Exiv2 & Unicode Paths on Windows

Added by Arnold Wiegert 18 days ago

When compiling exiv2lib for debugging, the output library is already 'decorated' with a trailing 'd'.
Once Unicode versions become available, it would be equally desirable to also identify those specific libraries with a trailing 'u'.


Replies (8)

RE: Exvi2 & Unicode - Added by Robin Mills 18 days ago

I have code to submit for '', 'u', 'd', 'ud' and it seems to be working. Hope to submit it later this week.

Another approach would be to only support UNICODE on Windows because it provides a superset of the API. It takes nothing away, it adds wstring path functions to the api. http://dev.exiv2.org/boards/3/topics/2913?r=2921#message-2921

RE: Exiv2 & Unicode Paths on Windows - Added by Arnold Wiegert 18 days ago

'Windows only' would work for me; it is all I really work with and the proposed decorations are what I am used to.
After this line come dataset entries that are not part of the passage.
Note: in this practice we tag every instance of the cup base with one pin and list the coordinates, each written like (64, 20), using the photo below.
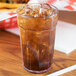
(32, 71)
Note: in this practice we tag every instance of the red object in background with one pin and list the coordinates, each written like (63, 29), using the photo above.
(9, 23)
(69, 7)
(51, 1)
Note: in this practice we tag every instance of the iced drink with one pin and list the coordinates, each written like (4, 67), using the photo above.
(37, 23)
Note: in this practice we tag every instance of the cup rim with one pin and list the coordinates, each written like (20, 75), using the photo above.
(56, 11)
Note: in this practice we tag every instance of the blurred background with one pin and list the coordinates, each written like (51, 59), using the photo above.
(65, 41)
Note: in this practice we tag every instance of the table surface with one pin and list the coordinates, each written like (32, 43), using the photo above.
(11, 61)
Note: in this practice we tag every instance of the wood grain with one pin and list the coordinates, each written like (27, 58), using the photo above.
(11, 61)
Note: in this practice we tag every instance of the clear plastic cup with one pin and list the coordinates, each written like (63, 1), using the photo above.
(37, 36)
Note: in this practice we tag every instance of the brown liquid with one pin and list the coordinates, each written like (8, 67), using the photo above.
(37, 48)
(37, 29)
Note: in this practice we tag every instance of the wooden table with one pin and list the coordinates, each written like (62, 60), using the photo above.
(11, 61)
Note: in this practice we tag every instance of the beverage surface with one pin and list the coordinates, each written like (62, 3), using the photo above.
(37, 29)
(36, 10)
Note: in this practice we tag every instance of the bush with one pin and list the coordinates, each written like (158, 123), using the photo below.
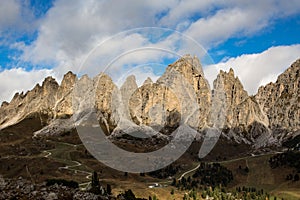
(70, 184)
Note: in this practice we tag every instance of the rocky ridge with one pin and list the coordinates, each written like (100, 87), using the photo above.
(180, 96)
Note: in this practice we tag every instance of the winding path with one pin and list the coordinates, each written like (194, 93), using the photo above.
(185, 173)
(70, 167)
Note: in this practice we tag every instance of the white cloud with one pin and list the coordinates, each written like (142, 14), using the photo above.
(239, 18)
(70, 29)
(18, 79)
(255, 70)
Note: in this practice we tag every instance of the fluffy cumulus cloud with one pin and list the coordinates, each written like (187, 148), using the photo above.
(259, 69)
(69, 30)
(18, 79)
After reading parts of the message you referenced, I would like to add that is is not just file names & paths that need to be handled as UNICODE.
The metadata withing the images can also contain UNICODE strings.

RE: Exiv2 & Unicode Paths on Windows - Added by Robin Mills 18 days ago

The aim here is to fix/guarantee that the UNICODE path code in Windows builds correctly with all Windows build systems (and Windows environment such as Cygwin and msys/2.0).

Exiv2 v0.26.1 is a 'dot' release and should be a 'drop in replacement' for v0.26. Changing the default libexiv2.dll to provide UNICODE functions is probably harmless, however we are changing the ABI should not do that for a 'dot' release. Let's get more experience/feedback with the UNICODE path code. We can consider making UNICODE the default build in Exiv2 v0.27.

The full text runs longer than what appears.